Initial funding for the new center comes from a two-year, $5 million gift from The Eli and Edythe Broad Foundation.
"The strengths of both institutions will be brought together in this new center to help move discoveries from research into clinical practice," says David Baltimore, Nobel laureate and the Robert Andrews Millikan Professor of Biology at Caltech. Baltimore will be the center's director.
Owen Witte, a Howard Hughes Medical Institute investigator and director of the Broad Stem Cell Research Center at UCLA, will serve as deputy director of the new center. The center will build upon UCLA's strength and international reputation in conducting translational research, including development of the molecularly targeted drugs Herceptin, Gleevec, Avastin, and Sprycel. The program, Witte says, will take the best science from the laboratories at Caltech and UCLA and will transform it into new and more effective therapies for debilitating diseases.
"The move to combine the expertise and experience at these two premier research institutions will set the standard for the Los Angeles area," he adds. "This new center is the natural evolution of several research collaborations between UCLA and Caltech and will result, we hope, in many new options for people with a host of diseases."
The first project of the center will be the investigation into a potentially revolutionary treatment for late-stage melanoma, in which the body's killer immune cells are programmed to recognize and destroy tumor cells. This work started in 2006 as joint research between Caltech and UCLA and led to the idea for the center. The melanoma research has already advanced to ongoing clinical trials involving a half-dozen patients.
"We saw the success of the melanoma research program and asked ourselves, 'Is there something else we can do for other diseases?'" says Baltimore. "The Broad Foundation has always looked for programs that elevate the quality of research in Los Angeles, and this new center will go a long way toward enhancing the region's reputation for medical research."

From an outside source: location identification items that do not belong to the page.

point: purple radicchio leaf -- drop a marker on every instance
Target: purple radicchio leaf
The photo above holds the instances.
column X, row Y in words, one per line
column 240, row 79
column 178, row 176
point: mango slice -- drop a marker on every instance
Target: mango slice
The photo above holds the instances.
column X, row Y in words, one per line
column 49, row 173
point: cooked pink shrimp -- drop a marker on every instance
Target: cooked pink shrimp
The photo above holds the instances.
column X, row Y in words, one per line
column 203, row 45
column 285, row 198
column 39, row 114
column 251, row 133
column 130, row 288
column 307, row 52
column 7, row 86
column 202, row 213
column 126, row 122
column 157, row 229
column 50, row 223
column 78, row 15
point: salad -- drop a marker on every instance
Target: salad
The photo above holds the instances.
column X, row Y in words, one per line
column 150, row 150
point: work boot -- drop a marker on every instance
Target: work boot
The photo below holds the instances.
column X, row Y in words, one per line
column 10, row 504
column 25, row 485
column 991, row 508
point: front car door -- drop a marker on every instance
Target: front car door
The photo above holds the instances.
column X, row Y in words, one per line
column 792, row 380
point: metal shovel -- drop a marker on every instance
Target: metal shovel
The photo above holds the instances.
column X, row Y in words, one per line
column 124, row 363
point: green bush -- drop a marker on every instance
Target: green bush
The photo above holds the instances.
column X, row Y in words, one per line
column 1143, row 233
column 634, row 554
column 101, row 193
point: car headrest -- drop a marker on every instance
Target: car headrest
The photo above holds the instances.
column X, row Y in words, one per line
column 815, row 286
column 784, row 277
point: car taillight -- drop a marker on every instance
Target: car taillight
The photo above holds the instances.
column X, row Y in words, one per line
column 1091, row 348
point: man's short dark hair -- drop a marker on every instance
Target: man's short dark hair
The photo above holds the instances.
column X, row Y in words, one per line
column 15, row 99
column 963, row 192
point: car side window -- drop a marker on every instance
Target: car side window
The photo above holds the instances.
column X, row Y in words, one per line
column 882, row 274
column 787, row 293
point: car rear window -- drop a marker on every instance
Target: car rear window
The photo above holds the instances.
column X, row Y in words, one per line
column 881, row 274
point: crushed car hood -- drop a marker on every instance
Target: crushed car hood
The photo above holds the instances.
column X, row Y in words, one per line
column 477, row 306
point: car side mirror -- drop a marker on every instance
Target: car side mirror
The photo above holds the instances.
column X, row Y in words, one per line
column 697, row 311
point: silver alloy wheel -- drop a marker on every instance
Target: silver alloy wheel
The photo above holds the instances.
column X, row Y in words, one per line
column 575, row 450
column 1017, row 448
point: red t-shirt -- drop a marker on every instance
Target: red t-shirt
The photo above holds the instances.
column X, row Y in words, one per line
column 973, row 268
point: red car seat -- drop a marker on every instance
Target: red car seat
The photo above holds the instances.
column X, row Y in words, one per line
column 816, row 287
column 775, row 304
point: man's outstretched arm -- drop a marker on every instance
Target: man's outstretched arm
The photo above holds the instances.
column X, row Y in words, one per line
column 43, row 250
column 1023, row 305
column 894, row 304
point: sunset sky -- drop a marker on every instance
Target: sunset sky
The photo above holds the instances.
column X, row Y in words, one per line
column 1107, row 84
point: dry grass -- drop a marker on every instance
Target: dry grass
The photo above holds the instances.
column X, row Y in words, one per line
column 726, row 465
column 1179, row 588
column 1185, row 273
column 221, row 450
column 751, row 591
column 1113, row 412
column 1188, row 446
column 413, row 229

"We have a great deal of admiration and respect for Dr. Baltimore and Dr. Witte, and this new center brings together some of the brightest minds in science and medicine," says Eli Broad, founder of The Eli and Edythe Broad Foundation and a major funder of the Broad Center for the Biological Sciences at Caltech, the Eli and Edythe Broad Center of Regenerative Medicine and Stem Cell Research at UCLA, the Eli and Edythe Broad Center for Regenerative Medicine and Stem Cell Research at USC, the Eli and Edythe Broad Center of Regeneration Medicine and Stem Cell Research at the University of California, San Francisco, and the Broad Institute for Biomedical Research in partnership with Harvard and MIT.